If you feel like the low end of your tracks doesn’t sound as good as the ones of professional producers and engineers, we’re going to show you a technique that you might not know about which has been used in studios around the world for years.
This process, which will allow you to easily get solid, powerful, tight bass frequencies in your projects, is usually known as ‘the Pultec trick’, named after the infamous vintage equalizer on which this technique was developed.
Due to the widespread success of this EQ unit and the aforementioned technique, manufacturers and software developers started to create clones and emulations of the Pultec EQP-1A and its variations that were able to replicate the sonic characteristics of the original in order to apply this technique, so nowadays we have ways to use this without the need of the expensive and rare original device.
We’ll look into that later, but first things first.
What makes this particular EQ so special?
The Pultec EQP-1A
Back in the 1950s, American company Pultec, which consisted of only two people – Ollie Summerland and Gene Shank, launched the EQP-1 and later the EQP-1A, an equalizer based on passive filter circuits that compensated the level loss at the output with a tube amplifying stage.
This tube amp not only dismissed the need of using a preamp together with the passive equalizer, but also added analogue warmth and color to any given signal that went through the unit, making it musically richer even without actually applying equalization. (See in the picture below 12AX7 tubes like the ones in the Pultec)
On top of that, although the EQ section was very simple, it was so well designed that it allowed the user to boost frequency ranges without messing up the sound, even with extreme values. This made it possible to give any track warm and powerful lows and bright, clear highs, depending on the EQ band that was used.
The EQP-1A became a classic, a favorite for mixing and mastering engineers world wide, even to the point that it is still a staple in professional studios more than 60 years after it was launched. Most of these units are still fully functional thanks to the quality and materials used to build it.
And that’s not all. The engineers that used these units for years found out that they could benefit from them even more by using a process that seemed so counterintuitive, even contradicting the user manual. This would end up being known as ‘the Pultec trick’.
So what is the Pultec trick all about?
As you can see in the pictures, the Pultecs have very simple EQ controls, a High Frequency section and a low frequency section, each one with a switch for selecting the frequency we want to focus on and then a couple of knobs for boosting or cutting that particular frequency band.
The problem here is that these knobs work over the same one band that we selected on the switch, so we will need to choose between boosting or cutting, because, what would be the point of boosting and cutting the same frequency?
As counterintuitive as it might sound, this process of boosting and cutting the same low frequency band – usually 60 Hz, began to spread across engineers, since it unexpectedly delivered a tight, warm low-end.
As for why this happens, we won’t get too technical here, but it’s mostly due to the fact that the boosting and cutting circuits don’t have the exact same parameters and components. Because of that, using them at the same time creates an EQ curve that is unique and impossible to achieve by using only one of the knobs.
The Pultec EQ curve when boosting and cutting on 100 Hz
How do I use this trick in my projects?
This very simple but effective trick became so popular that some manufacturers and developers started to make their own devices that replicated the sonic characteristics of the EQP-1A, both in hardware and software, so nowadays there is a wide range of alternatives to get your hands on an equalizer that allows you to use this trick with good results.
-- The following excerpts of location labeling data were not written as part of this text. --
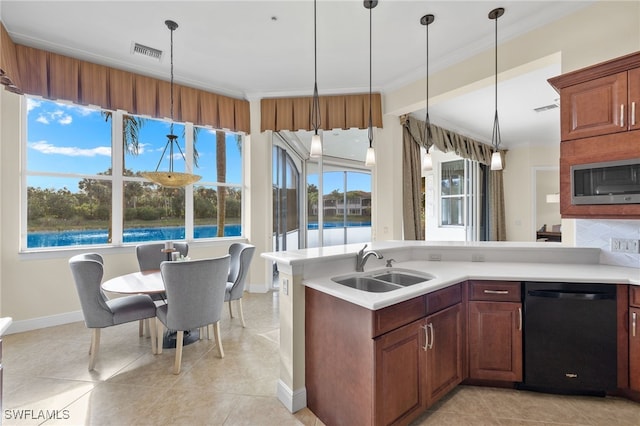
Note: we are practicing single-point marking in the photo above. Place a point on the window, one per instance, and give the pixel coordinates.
(452, 193)
(84, 186)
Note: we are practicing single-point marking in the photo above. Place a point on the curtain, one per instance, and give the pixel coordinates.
(465, 147)
(336, 112)
(412, 139)
(39, 72)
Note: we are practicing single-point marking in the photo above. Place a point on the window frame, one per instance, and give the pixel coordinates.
(118, 179)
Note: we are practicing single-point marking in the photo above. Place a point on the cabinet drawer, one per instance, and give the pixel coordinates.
(634, 295)
(438, 300)
(497, 291)
(395, 316)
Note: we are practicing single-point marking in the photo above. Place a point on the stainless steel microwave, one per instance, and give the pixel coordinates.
(612, 182)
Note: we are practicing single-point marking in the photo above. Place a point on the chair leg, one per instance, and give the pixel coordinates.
(216, 332)
(159, 335)
(241, 313)
(95, 344)
(151, 326)
(230, 310)
(178, 361)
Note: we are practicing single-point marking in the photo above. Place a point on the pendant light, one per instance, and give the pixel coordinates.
(370, 159)
(427, 162)
(170, 178)
(316, 141)
(496, 157)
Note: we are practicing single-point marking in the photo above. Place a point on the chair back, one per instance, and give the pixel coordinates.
(195, 291)
(150, 256)
(87, 270)
(241, 255)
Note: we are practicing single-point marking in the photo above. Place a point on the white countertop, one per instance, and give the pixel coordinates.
(448, 273)
(505, 261)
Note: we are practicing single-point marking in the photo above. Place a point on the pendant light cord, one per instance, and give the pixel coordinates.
(315, 107)
(496, 124)
(427, 121)
(370, 74)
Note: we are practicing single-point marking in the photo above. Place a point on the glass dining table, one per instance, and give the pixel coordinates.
(147, 282)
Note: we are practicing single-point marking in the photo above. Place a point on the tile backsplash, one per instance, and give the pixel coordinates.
(598, 233)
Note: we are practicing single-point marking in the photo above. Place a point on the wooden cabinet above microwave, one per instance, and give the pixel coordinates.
(600, 100)
(599, 122)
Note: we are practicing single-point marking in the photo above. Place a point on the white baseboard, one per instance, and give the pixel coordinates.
(44, 322)
(293, 401)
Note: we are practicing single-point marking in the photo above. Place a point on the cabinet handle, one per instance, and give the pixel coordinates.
(433, 336)
(426, 338)
(519, 319)
(496, 292)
The best results will probably come from the original Pultecs that relaunched in the early 2000s, or from the Tube-Tech PEC1 clones. The problem with these units is they are really expensive, with prices ranging from €2,800 to €4,000, so not everyone can afford them.
Warm Audio EQP-WA
Regarding the software emulations, they deliver great results, even if the analogue warmth of the original device can’t be exactly replicated due to their digital nature. They all offer great sound quality and the possibility of using this trick on your tracks.
UAD’s software emulations on the Pultecs
Some of them are meant to be exact emulations, others add some new features, but all of them are great and the choice is probably more of a matter of taste and budget.
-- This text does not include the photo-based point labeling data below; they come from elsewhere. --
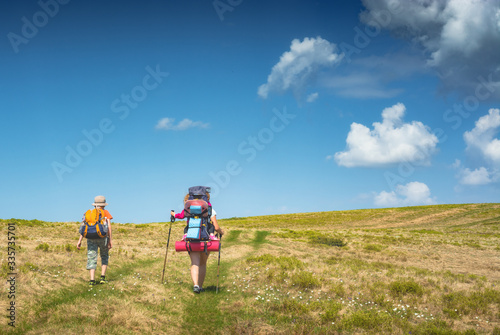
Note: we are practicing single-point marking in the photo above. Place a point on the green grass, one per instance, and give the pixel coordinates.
(419, 270)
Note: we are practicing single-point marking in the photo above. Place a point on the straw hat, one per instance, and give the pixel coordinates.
(100, 200)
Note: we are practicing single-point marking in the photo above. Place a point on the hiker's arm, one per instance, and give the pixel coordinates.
(216, 225)
(79, 244)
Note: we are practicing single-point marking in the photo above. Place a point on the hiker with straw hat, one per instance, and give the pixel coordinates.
(103, 244)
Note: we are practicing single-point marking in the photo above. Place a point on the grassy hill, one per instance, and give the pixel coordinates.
(418, 270)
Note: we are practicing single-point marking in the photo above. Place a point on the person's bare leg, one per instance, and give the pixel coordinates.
(195, 267)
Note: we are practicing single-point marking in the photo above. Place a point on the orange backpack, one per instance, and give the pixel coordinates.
(94, 224)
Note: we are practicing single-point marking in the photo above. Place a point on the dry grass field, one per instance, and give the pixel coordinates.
(414, 270)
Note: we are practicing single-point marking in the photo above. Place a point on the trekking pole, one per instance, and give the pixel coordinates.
(218, 264)
(172, 219)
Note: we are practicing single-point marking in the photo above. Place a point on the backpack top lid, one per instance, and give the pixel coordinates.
(199, 191)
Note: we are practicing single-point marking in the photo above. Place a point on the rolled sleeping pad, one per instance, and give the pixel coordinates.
(197, 246)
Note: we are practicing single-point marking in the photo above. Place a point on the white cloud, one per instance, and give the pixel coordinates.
(461, 39)
(312, 97)
(480, 176)
(373, 76)
(168, 124)
(484, 150)
(481, 139)
(390, 142)
(411, 194)
(300, 65)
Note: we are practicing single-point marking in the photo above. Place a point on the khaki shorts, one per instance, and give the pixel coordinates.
(92, 246)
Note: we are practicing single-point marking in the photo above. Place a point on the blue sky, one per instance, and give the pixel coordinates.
(280, 106)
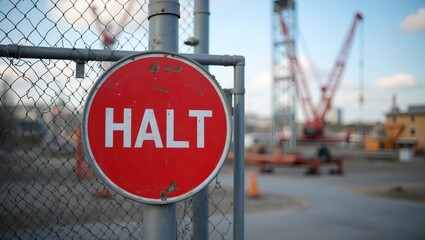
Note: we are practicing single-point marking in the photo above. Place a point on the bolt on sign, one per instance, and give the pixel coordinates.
(157, 127)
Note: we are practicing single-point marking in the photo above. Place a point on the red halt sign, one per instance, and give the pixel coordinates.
(157, 127)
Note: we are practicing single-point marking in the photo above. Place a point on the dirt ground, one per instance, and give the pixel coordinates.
(408, 192)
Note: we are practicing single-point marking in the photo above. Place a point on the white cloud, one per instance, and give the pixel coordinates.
(415, 22)
(397, 81)
(112, 13)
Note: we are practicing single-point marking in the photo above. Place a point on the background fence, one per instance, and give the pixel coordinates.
(47, 190)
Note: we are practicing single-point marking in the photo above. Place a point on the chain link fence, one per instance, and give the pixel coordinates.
(47, 189)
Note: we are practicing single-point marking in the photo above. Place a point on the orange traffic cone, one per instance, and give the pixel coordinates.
(253, 191)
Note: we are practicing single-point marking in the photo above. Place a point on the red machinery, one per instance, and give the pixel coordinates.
(315, 115)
Enhanced EQ by Native Instruments & Softube
There is another option worth mentioning, a really cool free plugin, so if you want to use this trick without paying any money then PTEQ-X by Ignite Amps is for you. It falls a bit behind when it comes to sound quality and results, but it also offers a higher number of frequency ranges to select, making it a more versatile EQ.
Ignite Amps PTEQ-X
Even though the EQ possibilities of the Pultecs and their clones might seem limited when compared to modern digital equalizers, if we are looking to bring character and musical color then the EQP-1A and its emulations are a great choice.
We hope this trick was interesting for you, and if you weren’t using it already, start trying it out on your mixdown sessions to get those powerful, present and tight low end frequencies.